Since Thread.Abort is bad news, how should we cancel operations? I think that if you're looking at how to do something to the worker thread to stop it, you're looking at it from the wrong angle. (So I wouldn't recommend Thread.Interrupt either, although at least it doesn't raise exceptions asynchronously.)

The approach I always recommend is dead simple. Have a volatile bool field that is visible both to your worker thread and your UI thread. If the user clicks cancel, set this flag. Meanwhile, on your worker thread, test the flag from time to time. If you see it get set, stop what you're doing.

The issue most people initially have with this approach is that it doesn't forcibly stop the thread in whatever it's in the middle of. That's actually a good thing though - it's much easier to keep your program's internal state consistent if you get to choose when to abort an operation. And in any case, if you're concerned about how long it will take for an operation to grind to a halt, just pretend to the user that it has been cancelled as soon as they click cancel, and then let it grind to a halt on the worker thread in its own sweet time. Of course, in some scenarios you will actually need to make the user wait until you've managed to stop the operation, but in the cases where there's no good reason to do this, just relax and let things come to a halt in their own time.

Alternative Non-Evil Cancellation

There is a completely different approach you can take: use processes.
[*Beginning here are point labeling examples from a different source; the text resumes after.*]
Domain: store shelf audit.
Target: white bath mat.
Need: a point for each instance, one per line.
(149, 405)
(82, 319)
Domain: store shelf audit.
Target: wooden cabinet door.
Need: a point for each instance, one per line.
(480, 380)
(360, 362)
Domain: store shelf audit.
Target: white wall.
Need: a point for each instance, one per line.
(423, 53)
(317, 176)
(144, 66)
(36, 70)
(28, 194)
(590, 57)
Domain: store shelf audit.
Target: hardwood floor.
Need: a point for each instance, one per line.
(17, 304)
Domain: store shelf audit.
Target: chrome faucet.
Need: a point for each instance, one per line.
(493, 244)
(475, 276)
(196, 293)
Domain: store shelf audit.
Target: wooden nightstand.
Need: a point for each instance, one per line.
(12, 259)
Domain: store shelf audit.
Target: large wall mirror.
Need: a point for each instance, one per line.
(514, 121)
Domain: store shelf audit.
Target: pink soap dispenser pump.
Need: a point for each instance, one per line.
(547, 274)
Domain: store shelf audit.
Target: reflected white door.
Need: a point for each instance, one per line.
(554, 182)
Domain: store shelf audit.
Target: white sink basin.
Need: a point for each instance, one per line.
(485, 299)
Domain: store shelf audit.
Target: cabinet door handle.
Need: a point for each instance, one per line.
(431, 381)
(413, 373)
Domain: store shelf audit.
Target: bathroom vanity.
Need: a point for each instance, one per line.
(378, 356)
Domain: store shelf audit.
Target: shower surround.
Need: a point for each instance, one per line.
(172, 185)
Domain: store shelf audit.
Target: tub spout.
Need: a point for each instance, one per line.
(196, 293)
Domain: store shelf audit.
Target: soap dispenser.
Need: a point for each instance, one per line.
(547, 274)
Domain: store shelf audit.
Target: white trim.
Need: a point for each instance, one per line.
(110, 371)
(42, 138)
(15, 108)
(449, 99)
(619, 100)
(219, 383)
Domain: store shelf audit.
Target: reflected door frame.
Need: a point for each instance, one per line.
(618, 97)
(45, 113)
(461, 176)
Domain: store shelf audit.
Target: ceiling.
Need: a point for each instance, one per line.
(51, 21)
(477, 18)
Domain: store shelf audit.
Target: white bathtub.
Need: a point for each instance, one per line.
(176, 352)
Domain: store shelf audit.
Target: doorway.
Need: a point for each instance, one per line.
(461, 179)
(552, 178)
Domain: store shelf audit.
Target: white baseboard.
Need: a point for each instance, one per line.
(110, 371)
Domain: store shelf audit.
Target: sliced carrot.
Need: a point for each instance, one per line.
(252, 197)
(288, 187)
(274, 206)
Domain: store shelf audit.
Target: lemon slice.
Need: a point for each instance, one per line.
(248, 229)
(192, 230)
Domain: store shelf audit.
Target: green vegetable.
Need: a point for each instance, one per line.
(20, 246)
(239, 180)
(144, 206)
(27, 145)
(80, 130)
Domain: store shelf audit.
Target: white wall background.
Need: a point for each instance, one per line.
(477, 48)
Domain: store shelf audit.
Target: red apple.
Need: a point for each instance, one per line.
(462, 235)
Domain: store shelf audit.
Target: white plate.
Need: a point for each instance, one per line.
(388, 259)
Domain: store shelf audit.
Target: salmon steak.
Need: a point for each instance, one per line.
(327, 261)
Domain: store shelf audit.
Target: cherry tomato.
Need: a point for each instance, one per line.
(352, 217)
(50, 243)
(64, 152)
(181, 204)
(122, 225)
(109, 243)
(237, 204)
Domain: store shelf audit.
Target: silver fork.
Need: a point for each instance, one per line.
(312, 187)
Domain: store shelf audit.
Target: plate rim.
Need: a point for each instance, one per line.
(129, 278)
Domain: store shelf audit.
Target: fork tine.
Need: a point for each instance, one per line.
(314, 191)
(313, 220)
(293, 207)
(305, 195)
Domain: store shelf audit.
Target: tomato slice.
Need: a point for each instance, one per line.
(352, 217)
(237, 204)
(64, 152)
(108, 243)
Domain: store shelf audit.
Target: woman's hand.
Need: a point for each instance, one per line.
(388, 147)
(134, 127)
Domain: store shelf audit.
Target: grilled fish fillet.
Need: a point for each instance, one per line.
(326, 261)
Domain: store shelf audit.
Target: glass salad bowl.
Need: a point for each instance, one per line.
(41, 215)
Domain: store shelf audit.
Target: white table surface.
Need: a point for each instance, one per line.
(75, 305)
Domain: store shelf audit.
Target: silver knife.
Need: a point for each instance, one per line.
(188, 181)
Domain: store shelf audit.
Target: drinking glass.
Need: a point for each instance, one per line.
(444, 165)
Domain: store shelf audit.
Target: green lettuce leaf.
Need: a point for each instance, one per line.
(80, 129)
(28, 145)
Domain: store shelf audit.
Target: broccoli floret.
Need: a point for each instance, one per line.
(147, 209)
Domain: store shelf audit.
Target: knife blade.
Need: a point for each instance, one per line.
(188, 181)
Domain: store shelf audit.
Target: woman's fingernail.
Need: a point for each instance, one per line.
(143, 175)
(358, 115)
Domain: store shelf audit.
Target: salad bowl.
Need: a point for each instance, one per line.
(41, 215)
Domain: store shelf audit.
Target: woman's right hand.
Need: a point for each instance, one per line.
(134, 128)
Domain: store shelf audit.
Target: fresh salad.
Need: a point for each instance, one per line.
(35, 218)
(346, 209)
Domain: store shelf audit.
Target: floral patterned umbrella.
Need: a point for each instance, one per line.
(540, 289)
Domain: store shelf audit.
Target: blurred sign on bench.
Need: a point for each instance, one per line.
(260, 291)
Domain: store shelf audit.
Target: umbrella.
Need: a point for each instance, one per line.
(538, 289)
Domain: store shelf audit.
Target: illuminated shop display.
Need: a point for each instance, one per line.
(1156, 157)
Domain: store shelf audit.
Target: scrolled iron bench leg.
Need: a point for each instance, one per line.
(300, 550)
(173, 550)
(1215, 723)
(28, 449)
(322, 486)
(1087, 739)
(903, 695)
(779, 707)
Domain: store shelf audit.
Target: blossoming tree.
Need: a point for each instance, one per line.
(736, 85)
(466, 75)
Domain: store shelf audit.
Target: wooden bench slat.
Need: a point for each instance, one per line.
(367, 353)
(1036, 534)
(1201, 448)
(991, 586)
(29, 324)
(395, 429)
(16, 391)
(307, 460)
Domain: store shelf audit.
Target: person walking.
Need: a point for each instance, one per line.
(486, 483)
If you fire up an entirely seperate process to do the background work, then you can nuke it with impunity, because you don't care about its internal state, and it won't affect your process's internal state. (Although if it modifies persistent state you still need to take care to leave it in a persistent state.)

It feels pretty stone-age if you're used to using multiple threads, because it's so much effort marshalling data into and out of the remote process, but it is a workable approach. It also allows the child process to be incredibly shabby about releasing resources because it knows it's not going to live long. The main problem is that processes are relatively heavyweight on Windows. So for those two reasons, I tend to prefer the in-process solution.